The old Chowhound office was across the street from Pancho Villa, one of the better taquerias in San Francisco’s Mission district, so we’re used to Mexican horchata made from rice. But the Spanish version is made by soaking ground chufa or tiger nuts (which are not really nuts but tiny tuberous roots grown around Valencia), and then adding cinnamon and sugar.

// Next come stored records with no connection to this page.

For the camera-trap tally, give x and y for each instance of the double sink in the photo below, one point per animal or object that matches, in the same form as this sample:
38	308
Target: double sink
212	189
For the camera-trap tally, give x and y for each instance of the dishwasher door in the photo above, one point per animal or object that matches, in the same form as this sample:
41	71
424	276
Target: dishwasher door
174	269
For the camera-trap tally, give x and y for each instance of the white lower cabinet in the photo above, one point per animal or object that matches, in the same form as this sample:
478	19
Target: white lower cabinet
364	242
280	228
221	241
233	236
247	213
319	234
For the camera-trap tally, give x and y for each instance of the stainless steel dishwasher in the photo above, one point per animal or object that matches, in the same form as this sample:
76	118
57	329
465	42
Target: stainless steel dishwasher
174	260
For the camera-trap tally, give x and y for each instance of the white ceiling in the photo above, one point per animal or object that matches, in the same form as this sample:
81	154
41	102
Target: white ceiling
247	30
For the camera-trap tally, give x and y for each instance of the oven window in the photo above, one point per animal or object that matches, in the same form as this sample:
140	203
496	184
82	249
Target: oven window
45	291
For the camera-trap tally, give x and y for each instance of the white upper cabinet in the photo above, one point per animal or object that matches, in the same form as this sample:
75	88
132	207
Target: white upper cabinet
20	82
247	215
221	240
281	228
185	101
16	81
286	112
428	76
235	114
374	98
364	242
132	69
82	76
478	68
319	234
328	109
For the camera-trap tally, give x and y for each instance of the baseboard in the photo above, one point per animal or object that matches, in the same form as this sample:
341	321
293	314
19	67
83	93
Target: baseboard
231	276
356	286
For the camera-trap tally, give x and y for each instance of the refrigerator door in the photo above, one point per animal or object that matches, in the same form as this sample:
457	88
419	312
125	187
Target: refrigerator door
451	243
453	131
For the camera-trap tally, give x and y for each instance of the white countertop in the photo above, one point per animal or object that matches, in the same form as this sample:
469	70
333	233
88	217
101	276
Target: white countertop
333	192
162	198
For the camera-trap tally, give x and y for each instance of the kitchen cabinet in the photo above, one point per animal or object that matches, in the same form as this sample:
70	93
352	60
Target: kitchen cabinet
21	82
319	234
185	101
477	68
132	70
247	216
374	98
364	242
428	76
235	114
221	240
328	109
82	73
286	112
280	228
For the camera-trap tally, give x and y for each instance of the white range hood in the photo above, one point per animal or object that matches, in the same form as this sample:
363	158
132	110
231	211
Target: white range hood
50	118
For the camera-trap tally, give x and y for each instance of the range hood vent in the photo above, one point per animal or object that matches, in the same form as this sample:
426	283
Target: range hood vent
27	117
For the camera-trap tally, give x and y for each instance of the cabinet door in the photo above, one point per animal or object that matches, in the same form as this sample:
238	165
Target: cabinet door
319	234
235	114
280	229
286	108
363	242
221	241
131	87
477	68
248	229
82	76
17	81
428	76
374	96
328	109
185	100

The name supposedly comes from a remark by King James I of Aragon when he took Valencia from the Moors. He was offered a drink of the stuff and quipped, “Aixo no es llet, aixo es or, xata!” (which roughly translates into “This isn’t milk, this is gold, cutie!”). The “or, xata” turned into horchata. Supposedly.
- Yield: 1 – 2 drinks
- Difficulty: Easy
- Total: 10 mins, plus 26 hours steeping and chilling time
- Active: Under 10 mins
- 3 ounces chufa nuts
- 12 ounces water
- 3 teaspoons sugar (optional)
- 1 stick cinnamon
- Soak chufa nuts in water for 24 hours. Strain and grind the nuts in a blender or food processor to a soft paste, adding water if needed to reach the paste-like consistency. Add 12 ounces of water and a cinnamon stick. Refrigerate for two hours. Add sugar if desired and stir until dissolved. Remove the cinnamon stick and pour through a fine mesh strainer, then a fine cloth filter until the liquid has no large particles. Serve cold.